Crowdsourced Facebook comments set the lyrics to a new punk song

The tech giant collaborated with BIPOC female punk band Meet Me @ The Altar on a new single, “Hit Like a Girl,” for Women’s History Month.

Crowdsourced Facebook comments set the lyrics to a new punk song

Punk rock isn't a particularly diverse genre.

That’s why as part of its ongoing Women’s History Month campaign, Facebook teamed up with all-female of color punk band Meet Me @ The Altar to create lyrics for its new single, “Hit Like a Girl.” 

The song, an anthem for female empowerment, was released on Spotify on Monday with an accompanying music video by Facebook’s in-house creative team, Creative X. 

The single was inspired by posts from women crowdsourced across Facebook’s platforms — Instagram, WhatsApp, Messenger and Facebook — with the goal of amplifying real examples of women leaning on each other for support.  

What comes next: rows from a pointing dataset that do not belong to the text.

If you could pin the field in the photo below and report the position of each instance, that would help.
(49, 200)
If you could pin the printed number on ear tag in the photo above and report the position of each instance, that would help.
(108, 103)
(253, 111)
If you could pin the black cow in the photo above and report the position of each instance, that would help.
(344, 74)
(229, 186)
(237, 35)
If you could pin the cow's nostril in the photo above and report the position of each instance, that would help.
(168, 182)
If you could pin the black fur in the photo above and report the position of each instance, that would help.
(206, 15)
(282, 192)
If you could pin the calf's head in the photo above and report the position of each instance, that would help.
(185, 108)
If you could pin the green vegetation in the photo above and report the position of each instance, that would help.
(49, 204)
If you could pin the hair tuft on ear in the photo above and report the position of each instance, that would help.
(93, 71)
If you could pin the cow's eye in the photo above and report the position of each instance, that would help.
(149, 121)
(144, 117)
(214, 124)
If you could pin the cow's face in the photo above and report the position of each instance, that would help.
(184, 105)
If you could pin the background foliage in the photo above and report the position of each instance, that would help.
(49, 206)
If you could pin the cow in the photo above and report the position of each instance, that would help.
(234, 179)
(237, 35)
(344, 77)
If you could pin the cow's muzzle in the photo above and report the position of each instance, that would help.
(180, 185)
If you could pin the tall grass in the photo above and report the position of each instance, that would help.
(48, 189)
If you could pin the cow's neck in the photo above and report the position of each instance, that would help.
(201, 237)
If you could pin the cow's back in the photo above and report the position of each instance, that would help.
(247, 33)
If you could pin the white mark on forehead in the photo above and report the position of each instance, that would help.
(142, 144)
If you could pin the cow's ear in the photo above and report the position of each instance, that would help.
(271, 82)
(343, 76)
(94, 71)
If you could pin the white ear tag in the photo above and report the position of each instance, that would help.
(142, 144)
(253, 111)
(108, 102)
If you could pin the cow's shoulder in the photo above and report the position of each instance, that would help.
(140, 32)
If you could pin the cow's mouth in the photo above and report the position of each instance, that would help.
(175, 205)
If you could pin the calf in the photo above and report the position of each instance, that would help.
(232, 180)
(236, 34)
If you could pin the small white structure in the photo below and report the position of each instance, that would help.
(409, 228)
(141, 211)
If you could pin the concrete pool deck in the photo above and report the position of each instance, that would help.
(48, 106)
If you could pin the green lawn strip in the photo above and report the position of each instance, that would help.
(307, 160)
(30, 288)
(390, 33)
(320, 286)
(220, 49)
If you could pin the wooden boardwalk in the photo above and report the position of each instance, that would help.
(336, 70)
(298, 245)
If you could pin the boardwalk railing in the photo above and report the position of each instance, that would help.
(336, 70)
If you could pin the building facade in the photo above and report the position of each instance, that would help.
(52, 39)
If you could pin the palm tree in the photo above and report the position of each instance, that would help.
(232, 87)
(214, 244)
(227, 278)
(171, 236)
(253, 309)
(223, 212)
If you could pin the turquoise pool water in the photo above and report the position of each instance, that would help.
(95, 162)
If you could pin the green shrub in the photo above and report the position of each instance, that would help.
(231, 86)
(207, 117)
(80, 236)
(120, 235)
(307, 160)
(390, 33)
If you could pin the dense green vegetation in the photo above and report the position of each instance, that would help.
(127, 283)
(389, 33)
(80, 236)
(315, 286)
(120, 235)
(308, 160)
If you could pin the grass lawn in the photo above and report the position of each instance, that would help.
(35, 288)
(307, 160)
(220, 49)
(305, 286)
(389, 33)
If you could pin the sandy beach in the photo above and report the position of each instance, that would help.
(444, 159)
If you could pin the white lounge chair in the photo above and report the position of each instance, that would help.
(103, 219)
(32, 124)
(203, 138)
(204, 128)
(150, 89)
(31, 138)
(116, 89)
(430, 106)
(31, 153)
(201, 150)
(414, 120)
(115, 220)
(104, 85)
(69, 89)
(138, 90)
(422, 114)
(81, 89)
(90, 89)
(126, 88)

“Oftentimes, there's a stigma for women that relying on other women is a weakness,” said Kieren Sullivan, Creative X program manager. “But we're seeing on our platforms that every day, women are pushing against this perception.”

Facebook identified Meet Me @ The Altar after an extensive casting process led by an all-female team. The all-BIPOC, all-female punk band is something of an anomaly in the genre, and is pushing against stereotypes to redefine what it means to be a punk rocker. The band also uses Facebook’s platforms frequently to connect with fans.

Meet Me @ The Altar was already looking to write a female empowerment anthem when Facebook approached them with the idea, said Mona Lisa Farrokhnia, senior creative producer at Creative X.  

“We were supporting them to do something they wanted to do, which was in line with what we wanted to do creatively,” she said. “They are pushing for representation and inclusivity, which is very much aligned with what we believe.”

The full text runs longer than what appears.